Mr Pemberton’s claim failed in the employment tribunal; they found that Mr Inwood was a ‘qualification body’, but accepted that the role was ‘employment for the purposes of an organised religion’ and that Mr Inwood’s decision was completely justified in light of the fact that Mr Pemberon’s marriage was clearly incompatible with the clear guidance from the Church.
Mr Pemberton then appealed to the Employment Appeal Tribunal. He argued that the employment tribunal had made an error in the way they applied the exemption to the Equality Act. He argued that his employment was not for the purposes of ‘organised religion’ such that the exemption should not apply, because his employer was not an ‘organised religion’ and the purpose of the role was part of the holistic provision of health care that was employment by the NHS Trust for its own purpose. He also argued that there was no requirement that he not enter into a same-sex marriage, and that it was for individual bishop’s to determine whether doing so meant that it was not appropriate to issue a licence. This discretion suggested that it was not an occupational requirement that a licence holder not be in a same-sex marriage.
These arguments, and others, were rejected; it was accepted that the NHS Trust required its chaplain’s to have a licence for the purpose of carrying out the ministry of the Church of England; that was the purpose of the qualification and the employment.

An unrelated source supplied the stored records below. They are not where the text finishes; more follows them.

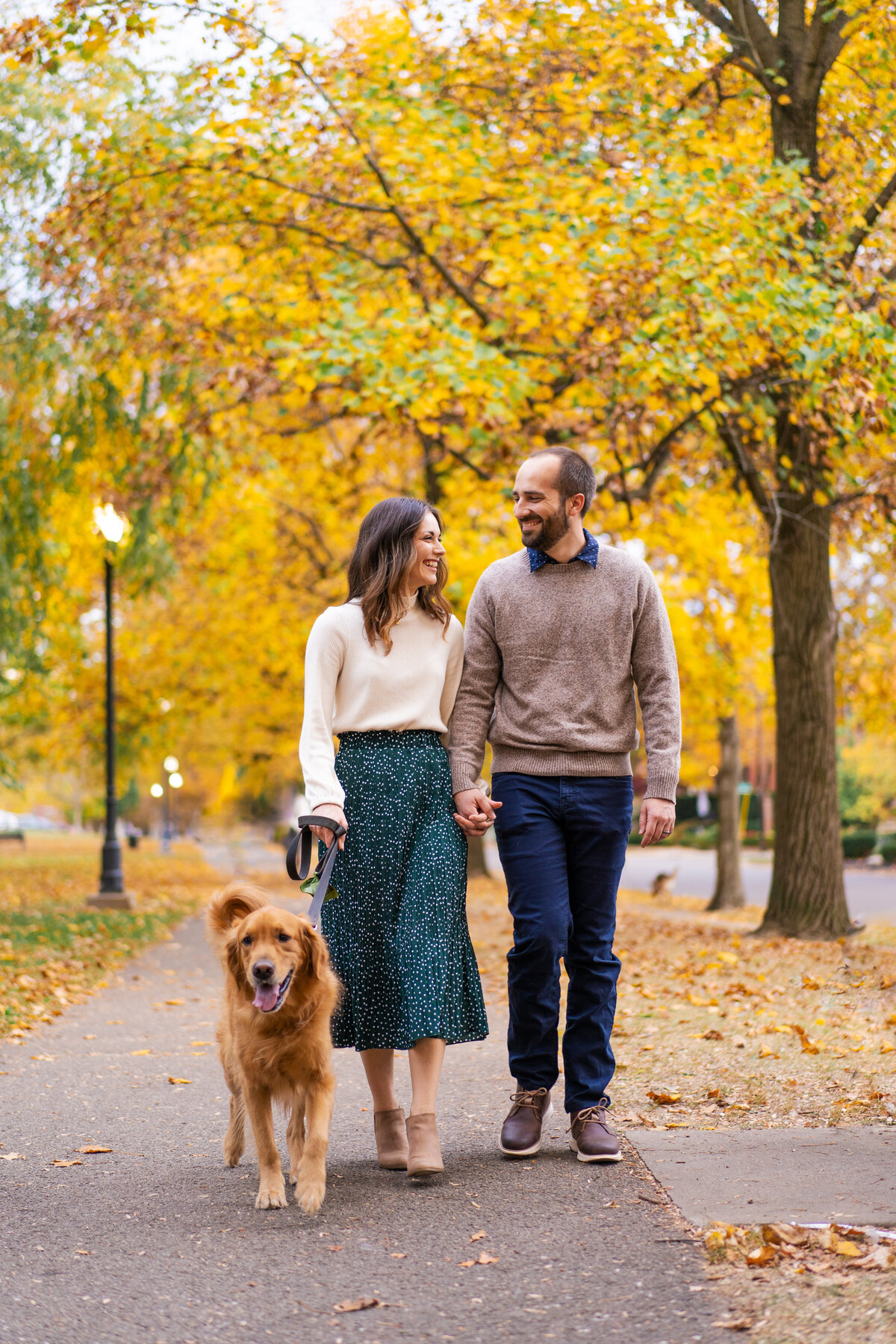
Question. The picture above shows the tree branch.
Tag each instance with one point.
(871, 217)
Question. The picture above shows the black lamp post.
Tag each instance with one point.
(112, 894)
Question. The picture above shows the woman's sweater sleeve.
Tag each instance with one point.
(452, 673)
(323, 665)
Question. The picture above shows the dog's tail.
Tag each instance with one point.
(228, 906)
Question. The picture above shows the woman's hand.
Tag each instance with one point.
(331, 809)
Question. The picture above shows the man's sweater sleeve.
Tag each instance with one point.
(656, 676)
(474, 702)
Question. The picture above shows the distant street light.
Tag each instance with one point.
(112, 880)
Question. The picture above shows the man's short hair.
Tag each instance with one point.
(574, 476)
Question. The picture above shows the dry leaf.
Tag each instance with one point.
(785, 1234)
(882, 1257)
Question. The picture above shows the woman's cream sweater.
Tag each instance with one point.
(351, 687)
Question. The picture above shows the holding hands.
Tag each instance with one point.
(474, 811)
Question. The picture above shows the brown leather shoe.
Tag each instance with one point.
(593, 1137)
(391, 1139)
(521, 1130)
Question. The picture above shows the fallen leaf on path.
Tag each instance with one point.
(359, 1304)
(785, 1234)
(882, 1257)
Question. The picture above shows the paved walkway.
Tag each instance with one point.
(158, 1242)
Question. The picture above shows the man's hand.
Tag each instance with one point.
(656, 821)
(331, 809)
(474, 811)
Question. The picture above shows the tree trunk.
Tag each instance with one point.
(729, 893)
(808, 898)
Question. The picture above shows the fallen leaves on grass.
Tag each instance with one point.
(53, 949)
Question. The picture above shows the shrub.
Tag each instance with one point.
(857, 844)
(887, 848)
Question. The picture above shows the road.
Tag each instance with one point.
(158, 1242)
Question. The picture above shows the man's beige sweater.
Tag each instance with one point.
(551, 663)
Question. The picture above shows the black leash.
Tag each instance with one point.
(319, 882)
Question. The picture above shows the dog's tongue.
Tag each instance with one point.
(267, 998)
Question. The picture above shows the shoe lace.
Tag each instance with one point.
(598, 1115)
(529, 1098)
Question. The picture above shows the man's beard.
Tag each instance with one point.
(551, 531)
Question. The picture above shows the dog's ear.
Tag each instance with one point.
(228, 906)
(317, 954)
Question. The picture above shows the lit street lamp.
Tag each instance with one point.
(175, 780)
(112, 880)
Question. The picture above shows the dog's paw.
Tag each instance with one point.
(309, 1194)
(272, 1196)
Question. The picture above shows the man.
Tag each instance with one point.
(558, 638)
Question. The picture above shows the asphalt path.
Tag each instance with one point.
(158, 1242)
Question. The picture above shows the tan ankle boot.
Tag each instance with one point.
(425, 1155)
(391, 1140)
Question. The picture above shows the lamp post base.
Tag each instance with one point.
(112, 900)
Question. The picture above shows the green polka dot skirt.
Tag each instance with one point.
(398, 934)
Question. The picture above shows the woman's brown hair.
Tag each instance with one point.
(381, 562)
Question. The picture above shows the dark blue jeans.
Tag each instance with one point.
(563, 841)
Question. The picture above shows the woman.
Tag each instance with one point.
(382, 673)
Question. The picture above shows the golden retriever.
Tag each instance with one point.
(274, 1039)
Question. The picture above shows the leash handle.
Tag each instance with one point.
(301, 844)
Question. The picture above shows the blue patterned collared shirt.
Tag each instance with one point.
(588, 554)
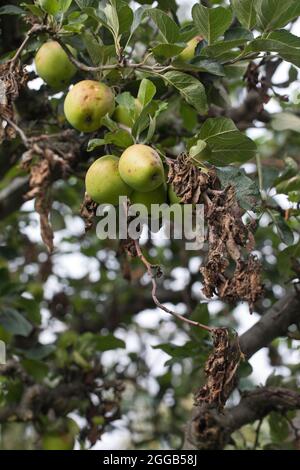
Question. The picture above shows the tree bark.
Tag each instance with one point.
(210, 429)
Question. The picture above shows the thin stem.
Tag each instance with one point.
(21, 133)
(257, 432)
(35, 29)
(149, 268)
(260, 177)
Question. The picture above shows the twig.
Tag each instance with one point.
(36, 28)
(21, 133)
(257, 432)
(150, 269)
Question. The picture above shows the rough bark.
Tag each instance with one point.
(210, 429)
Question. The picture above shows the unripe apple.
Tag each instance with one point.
(53, 65)
(158, 196)
(141, 168)
(123, 116)
(103, 182)
(87, 103)
(50, 6)
(52, 441)
(173, 198)
(188, 53)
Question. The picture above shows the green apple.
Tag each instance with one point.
(123, 116)
(158, 196)
(173, 198)
(188, 53)
(50, 6)
(141, 168)
(53, 65)
(57, 441)
(87, 103)
(103, 182)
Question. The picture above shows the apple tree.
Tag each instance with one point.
(101, 99)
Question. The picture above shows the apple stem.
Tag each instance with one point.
(153, 271)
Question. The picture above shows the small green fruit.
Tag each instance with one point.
(188, 53)
(87, 103)
(158, 196)
(173, 198)
(53, 65)
(103, 182)
(123, 116)
(53, 441)
(141, 168)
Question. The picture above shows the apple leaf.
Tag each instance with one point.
(245, 11)
(286, 44)
(167, 27)
(211, 23)
(274, 14)
(226, 142)
(190, 88)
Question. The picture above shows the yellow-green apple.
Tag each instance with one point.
(87, 103)
(141, 167)
(53, 65)
(103, 182)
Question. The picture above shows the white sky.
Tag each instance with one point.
(76, 265)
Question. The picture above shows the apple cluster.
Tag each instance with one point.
(139, 172)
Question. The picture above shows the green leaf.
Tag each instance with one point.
(39, 352)
(188, 349)
(220, 50)
(138, 16)
(119, 137)
(112, 18)
(166, 50)
(284, 231)
(227, 143)
(15, 323)
(246, 189)
(245, 11)
(125, 16)
(152, 110)
(37, 369)
(274, 14)
(64, 5)
(11, 10)
(107, 342)
(167, 27)
(190, 89)
(284, 43)
(146, 92)
(202, 64)
(286, 121)
(197, 149)
(211, 22)
(84, 3)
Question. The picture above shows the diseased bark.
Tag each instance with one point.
(212, 430)
(209, 429)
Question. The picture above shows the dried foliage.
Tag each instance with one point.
(11, 81)
(220, 369)
(88, 211)
(228, 272)
(189, 181)
(47, 161)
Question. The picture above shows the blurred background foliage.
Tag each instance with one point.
(87, 351)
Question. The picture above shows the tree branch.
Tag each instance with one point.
(209, 429)
(12, 197)
(213, 430)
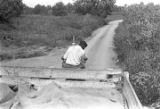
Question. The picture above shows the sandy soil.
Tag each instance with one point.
(101, 56)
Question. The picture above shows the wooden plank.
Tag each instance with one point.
(58, 73)
(130, 95)
(60, 82)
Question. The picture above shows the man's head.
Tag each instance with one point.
(83, 44)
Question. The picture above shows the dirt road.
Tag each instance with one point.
(99, 51)
(53, 95)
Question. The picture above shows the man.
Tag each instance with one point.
(75, 56)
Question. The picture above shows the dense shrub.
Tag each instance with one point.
(10, 9)
(137, 44)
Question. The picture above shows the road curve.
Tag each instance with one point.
(99, 51)
(100, 48)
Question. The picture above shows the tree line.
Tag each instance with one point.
(14, 8)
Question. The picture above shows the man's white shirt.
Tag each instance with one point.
(73, 55)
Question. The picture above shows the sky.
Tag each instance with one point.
(32, 3)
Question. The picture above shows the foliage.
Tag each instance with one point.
(95, 7)
(137, 45)
(10, 9)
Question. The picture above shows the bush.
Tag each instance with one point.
(137, 44)
(147, 87)
(10, 9)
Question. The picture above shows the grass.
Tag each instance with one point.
(33, 32)
(114, 16)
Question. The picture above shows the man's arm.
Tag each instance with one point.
(64, 57)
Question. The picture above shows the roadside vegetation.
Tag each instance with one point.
(28, 32)
(137, 43)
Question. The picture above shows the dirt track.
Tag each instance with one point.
(99, 51)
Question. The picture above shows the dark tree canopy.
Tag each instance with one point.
(9, 9)
(95, 7)
(59, 9)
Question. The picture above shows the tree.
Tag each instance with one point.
(59, 9)
(95, 7)
(40, 9)
(9, 9)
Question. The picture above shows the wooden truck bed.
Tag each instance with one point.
(83, 88)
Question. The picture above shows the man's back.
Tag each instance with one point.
(73, 55)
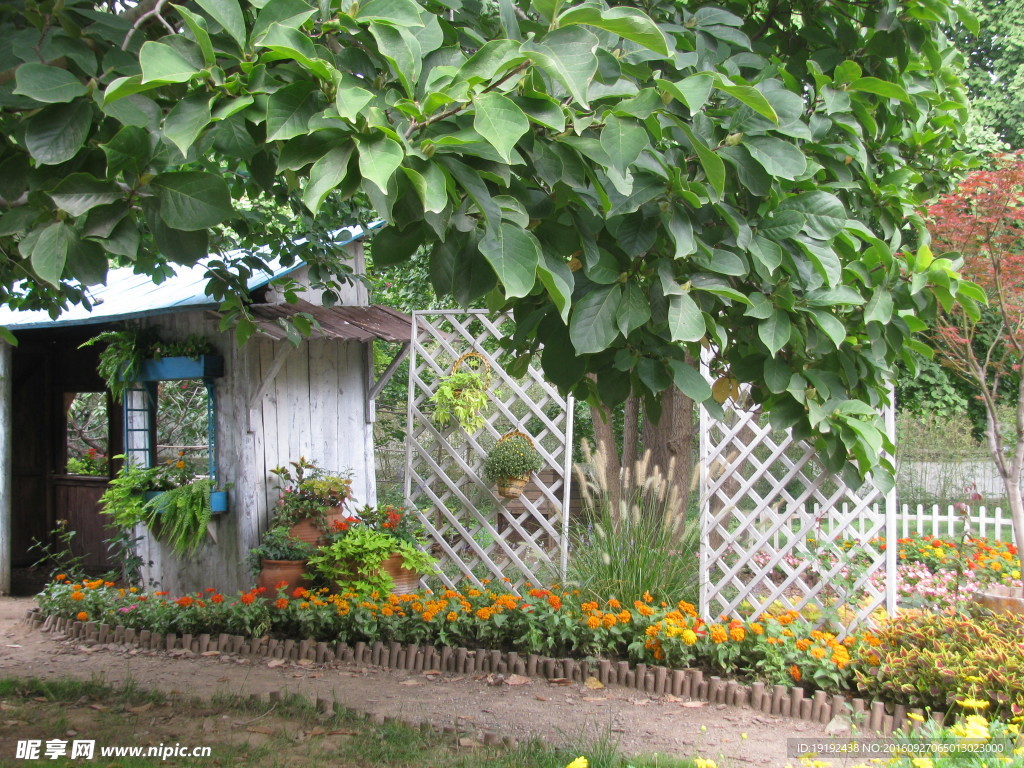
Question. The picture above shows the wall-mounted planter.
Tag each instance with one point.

It was also accepted that even though a different Bishop might not have made the same decision, Mr Inwood had applied the Doctrines of the Church in making his decision, and therefore he was entitled to the protection of the exemption in the Equality Act.
This case is an interesting analysis of the juxtaposition between religious rulings and their practical application by their followers. It relied upon a very narrow, but important, exemption in the Equality Act, which raised new legal questions. As a result, permission has been granted for Mr Pemberton to take his case to the Court of Appeal. It remains to be seen what view they will take.